Editorial, February 2004

Oulton Park would make a lovely upmarket private housing estate: a select few seven-figure houses dotted around a swathe of prestigious rolling Cheshire parkland, its lake filled with trout (not Jaguar MkIIs!) and perhaps a new golf course, complete with a tricky approach to a small green sited on the inside of the old Esso/Shell Corner.

There’s more. Can you imagine a smaller such development at beautiful Cadwell Park, a busy-busy one full of starter homes at Brands Hatch (it even sounds like an estate) and one of those ungodly retail parks at Snetterton (situated just off the A11)? I can. And it could so easily have happened.

But today we know that these pillars of British motorsport are in safe hands.

Dr Jonathan Palmer was pretty tasty behind the wheel in his time — F3 and F2 champion, 89 grands prix starts and a brace of world sportscar victories — but he seems even more accomplished behind a desk. Since his post as resident expert alongside Murray Walker ended when BBC’s Grand Prix reign did, he has set his mind to a variety of motorsport projects. He approaches familiar topics — junior formulae, corporate track days, driver management — and then gives them an unexpected tweak: boost buttons and centralised car preparation (Formula Palmer Audi), a huge track complex at Bedford Aerodrome, and selling shares in Justin Wilson’s F1 future. He can be a little overwhelming face to face, but he has interesting ideas, puts his (and others’) money where his mouth is and has the chutzpah to make them happen.

And now, with the help of two businessmen/enthusiasts, John Britten and Peter Ogden, Palmer has pulled off the ‘big one’: an estimated £30 million deal to buy these four famous British tracks.

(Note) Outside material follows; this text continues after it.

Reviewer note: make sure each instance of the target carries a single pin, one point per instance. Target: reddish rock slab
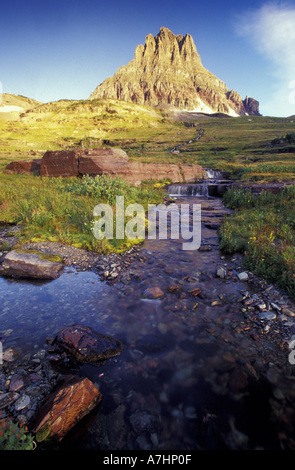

There’s nothing to say that these new owners — MotorSport (a very good title!) Vision Limited — might not want to sell these assets at some time in the future, and that is their prerogative. But it’s surely good news that the tracks have been purchased by people who understand the sport at a national level and are clearly confident of its future.

So it’s still pits and not clubhouse, still drive and not drive, at Oulton Park. That difficult dogleg par five over water will just have to wait. Doctor’s orders!